Bezold verbrachte seine Jugend in Donauwörth und Augsburg, wo sein Vater Bezirksgerichtsrat war. Der Vater brachte dem Interesse des Sohnes an historischen Sprachen viel Verständnis entgegen, nicht zuletzt weil er seine außergewöhnliche Sprachbegabung erkannte. Ab 1871 besuchte er das Gymnasium in München und fand mit Prof. Martin Haug einen Lehrer, der ihn in das Chinesische und die akkadische Keilschrift einführte.

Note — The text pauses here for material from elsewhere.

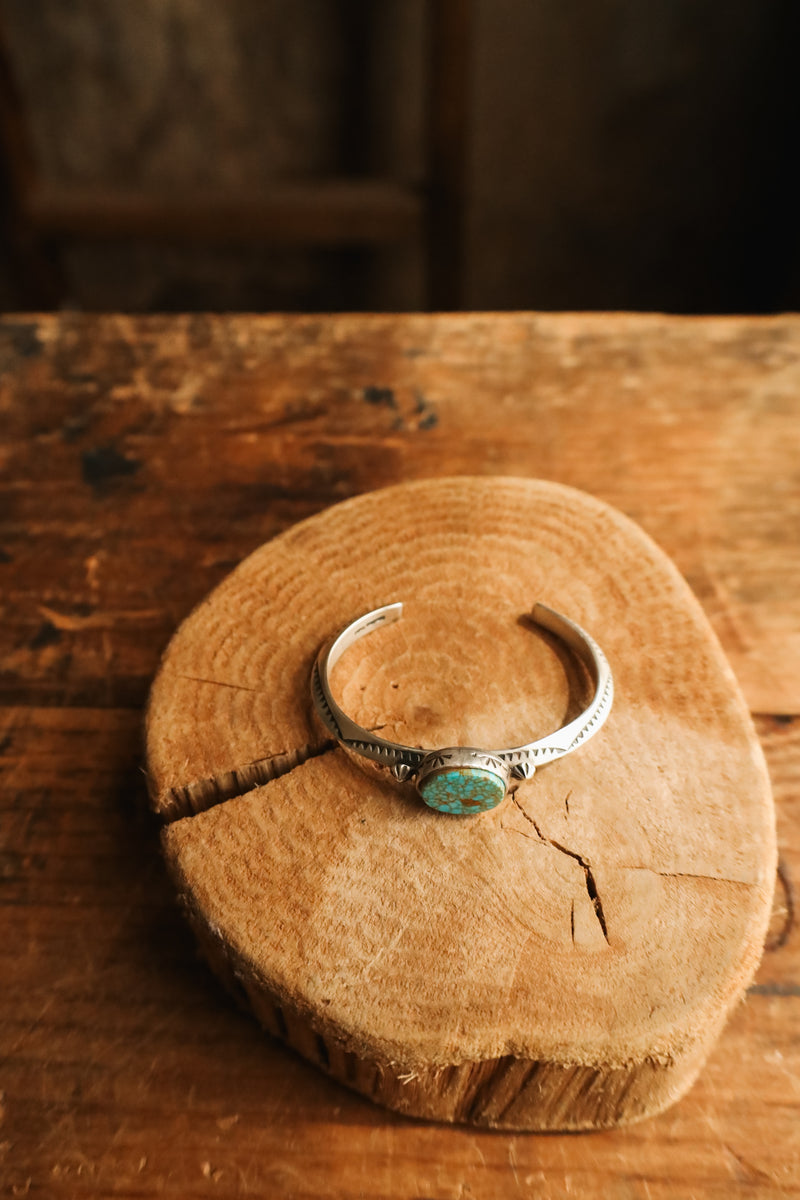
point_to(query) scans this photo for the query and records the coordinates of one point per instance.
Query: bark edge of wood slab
(563, 961)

1877 nahm er das Studium in München bei den Semitisten Fritz Hommel und Ernst Trumpp, dem Sanskritisten Ernst Kuhn und dem klassischen Philologen Conrad Bursian auf. Von Anfang an studierte Bezold die gesamte Breite der semitischen und indoeuropäischen Sprachen. Sein Hauptaugenmerk aber lag auf dem Akkadischen, Arabischen, Syrischen, Äthiopischen und auch dem Chinesischen und er blieb während seines ganzen Lebens in diesen Sprachen auf der Höhe der Forschung. 1879 setzte er, wegen Untauglichkeit vom Militärdienst verschont, seine Studien an der Universität Leipzig vor allem bei dem Altorientalisten Friedrich Delitzsch fort. Hier promovierte er 1880 mit einer epigraphischen Studie zur großen Behistun-Inschrift des Darius, die bei der Entzifferung der Keilschrift eine große Rolle gespielt hatte.

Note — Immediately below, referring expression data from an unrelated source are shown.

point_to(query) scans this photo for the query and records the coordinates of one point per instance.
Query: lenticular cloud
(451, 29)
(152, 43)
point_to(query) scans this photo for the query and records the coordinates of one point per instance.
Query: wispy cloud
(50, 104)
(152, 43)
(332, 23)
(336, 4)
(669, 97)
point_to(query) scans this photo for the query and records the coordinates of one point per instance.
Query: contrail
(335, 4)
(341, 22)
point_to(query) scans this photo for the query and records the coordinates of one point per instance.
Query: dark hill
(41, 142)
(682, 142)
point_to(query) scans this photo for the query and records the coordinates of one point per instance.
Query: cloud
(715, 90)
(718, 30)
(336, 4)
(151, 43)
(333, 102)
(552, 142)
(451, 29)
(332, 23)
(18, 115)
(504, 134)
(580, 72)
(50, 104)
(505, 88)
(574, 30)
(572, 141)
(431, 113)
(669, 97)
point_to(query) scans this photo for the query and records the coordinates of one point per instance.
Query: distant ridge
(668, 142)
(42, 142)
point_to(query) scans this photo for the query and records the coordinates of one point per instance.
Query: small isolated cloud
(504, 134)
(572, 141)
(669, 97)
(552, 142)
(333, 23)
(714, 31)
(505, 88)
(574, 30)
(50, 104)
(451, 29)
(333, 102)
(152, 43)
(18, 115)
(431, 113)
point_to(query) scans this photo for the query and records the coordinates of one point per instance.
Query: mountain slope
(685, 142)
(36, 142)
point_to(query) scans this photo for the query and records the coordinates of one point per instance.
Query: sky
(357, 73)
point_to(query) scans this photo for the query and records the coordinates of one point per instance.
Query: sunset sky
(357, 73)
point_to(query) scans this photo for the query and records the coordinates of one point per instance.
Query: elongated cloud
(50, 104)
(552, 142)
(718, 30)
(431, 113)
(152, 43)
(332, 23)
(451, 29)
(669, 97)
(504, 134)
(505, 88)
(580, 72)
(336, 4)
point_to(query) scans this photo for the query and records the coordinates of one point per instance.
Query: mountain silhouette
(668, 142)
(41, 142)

Wie aus dem Schlusssatz seines der Dissertation beigefügten Lebenslaufs hervorgeht, sah Bezold sich vor allem als Philologe: „Die Erforschung der Sprachen um ihrer selbst willen und speziell die Förderung der semitischen Grammatik erachte ich für die Aufgabe meines Lebens.“ Seiner Promotion ließ er noch ein Studiensemester an der Universität Straßburg bei Theodor Nöldeke folgen, dem er Zeit seines Lebens freundschaftlich verbunden blieb.

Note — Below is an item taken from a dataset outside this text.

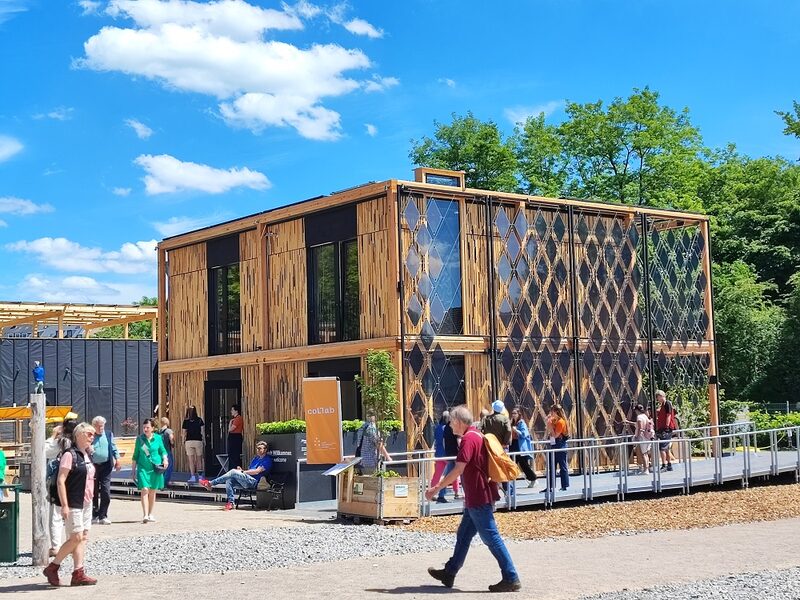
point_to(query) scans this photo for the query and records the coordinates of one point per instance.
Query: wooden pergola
(86, 316)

1882 begab sich Bezold auf eine Studienreise nach England, die ihn auch zum Keilschriftstudium in das Britische Museum in London führte. Am 23. April 1883 habilitierte er sich mit der Edition des apokryphischen syrischen Textes „Die Schatzhöhle“ aus dem 5. Jh. n. Chr. in München und lehrte dann dort als Privatdozent. 1888 erhielt er aufgrund seiner Arbeiten im Britischen Museum einen Ruf der englischen Regierung zur Katalogisierung der dortigen Tontafeln aus der Bibliothek Assurbanipals, des letzten großen Assyrerkönigs zu Ninive. Diese Anstellung kam Bezold auch aus privaten Gründen gelegen, da er am 28. April 1888 Adele, die Tochter seines Münchner Professors für klassische Philologie Conrad Bursian, geheiratet hatte. An der Katalogisierung der Assurbanipal-Bibliothek arbeitete Bezold von 1888 bis 1894 und zwischen 1889 und 1899 wurde sein magnum opus „Catalogue of the Cuneiform Tablets in the Kouyunjik Collection of the British Museum“ in fünf Bänden publiziert. In den ersten vier Bänden beschrieb Bezold jedes einzelne der über 22 000 Fragmente nicht nur ausführlich nach Größe, Erhaltungszustand und Textinhalt, sondern gab sehr häufig auch ganze Passagen in Keilschrifttypographie wieder; der fünfte Band erschließt die Texte durch zahlreiche Indices. Der Katalog der „Kouyuncik- Sammlung“ war die erste systematische Erfassung einer Tontafelsammlung überhaupt; er setzte in jeder Hinsicht Maßstäbe, gab dem jungen Fach der Altorientalistik eine klare Forschungsrichtung und führte dazu, dass diese Sammlung alsbald zur am besten erschlossenen Bibliothek des Alten Orients avancierte. Obwohl alle Altorientalisten den Katalog ausgiebig nutzten und noch heute nutzen, wurde er zu Bezolds Erbitterung selten zitiert.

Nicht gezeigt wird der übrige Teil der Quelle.